Supplemental Light-emitting Diode Effects on the Growth, Fruit Quality, and Yield of Two Greenhouse-grown Strawberry (Fragaria ×ananassa) Cultivars

Abstract

Recent interest in off-season greenhouse-grown food crops, in combination with supplemental (top) lighting (SL), has created opportunities for local production of high-value fruit crops such as strawberries (Fragaria ×ananassa). Light-emitting diodes (LEDs) as SL can be tailored to a specific quality of radiation (i.e., wavelengths) to promote increased production and quality of greenhouse-grown crops. The objectives of this study were to evaluate the effects of three LED light bars on off-season controlled environmental agriculture (CEA) production of 2-day neutral strawberry cultivars: Albion and San Andreas. LED effects on overall vegetative biomass (e.g., stolon production, crown number, and leaf area), marketable fruit yield, and fruit quality [e.g., individual fruit weight and soluble solids content (SSC)] were measured during decreasing daylengths from Oct. to Dec. 2017 (Expt. 1) and increasing daylengths of Jan. to Apr. 2018 (Expt. 2). We hypothesized that the addition of SL via three LED treatments would increase measured parameters. Specifically, it was expected that the LED bars [high blue (HB) and low blue (LB)] with greater intensities of blue and red light would produce greater yields and also increase SSC of the berries. The hypotheses were tested by evaluating three LED light top bars [white far-red (WFR; 440–450 nm), HB, and LB], with wavelength peaks of blue (450 nm) and red (665 nm) light, but differing photosynthetic photon flux densities (PPFDs).

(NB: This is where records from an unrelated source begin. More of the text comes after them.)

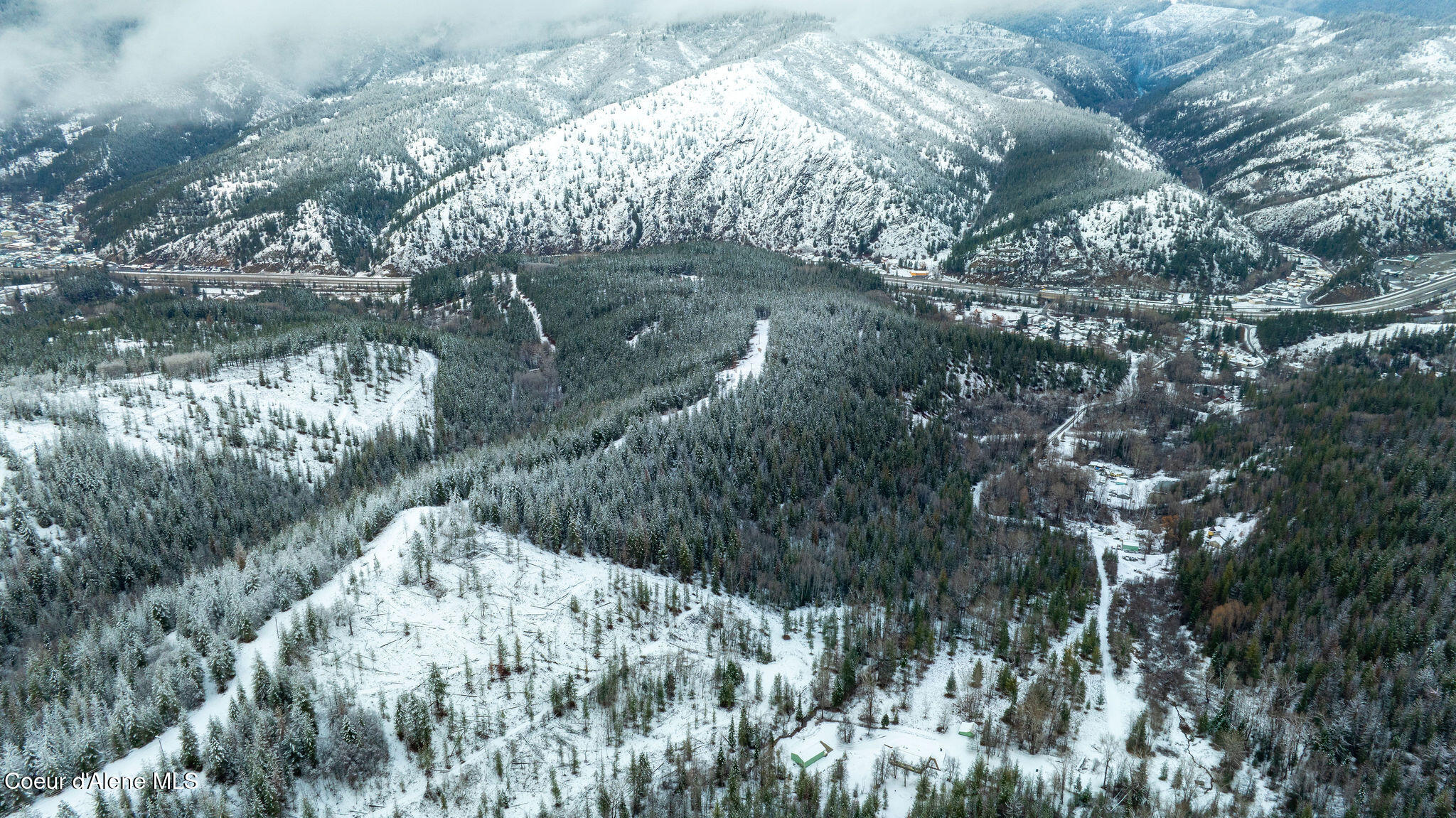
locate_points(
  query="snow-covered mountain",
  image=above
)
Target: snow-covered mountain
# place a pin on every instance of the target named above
(1233, 127)
(772, 131)
(1339, 139)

Results from these experiments showed that individual strawberry fruit size and SSC were increased with the use of HB and LB LEDs during the shortening days of Expt. 1. Increased leaf area and crown number were also affected positively within all LED treatments (WFR, LB, HB) for ‘San Andreas’. Relative to Expt. 1, the lengthening days of Expt. 2 elicited more limited fruit responses, although increased stolon production within all treatments was reported. In addition, differences between cultivars in leaf area and SSC were observed with ‘San Andreas’ growing larger leaves and ‘Albion’ berries having a greater SSC. Individual fruit weight of both cultivars responded similarly, with increased fruit size in LB and HB, specifically within both Expt. 1 and Expt. 2. Our studies indicate that the addition of SL, in the form of LB and HB improved overall strawberry fruit quality and plant growth during shortening daylengths and under greenhouse CEA conditions.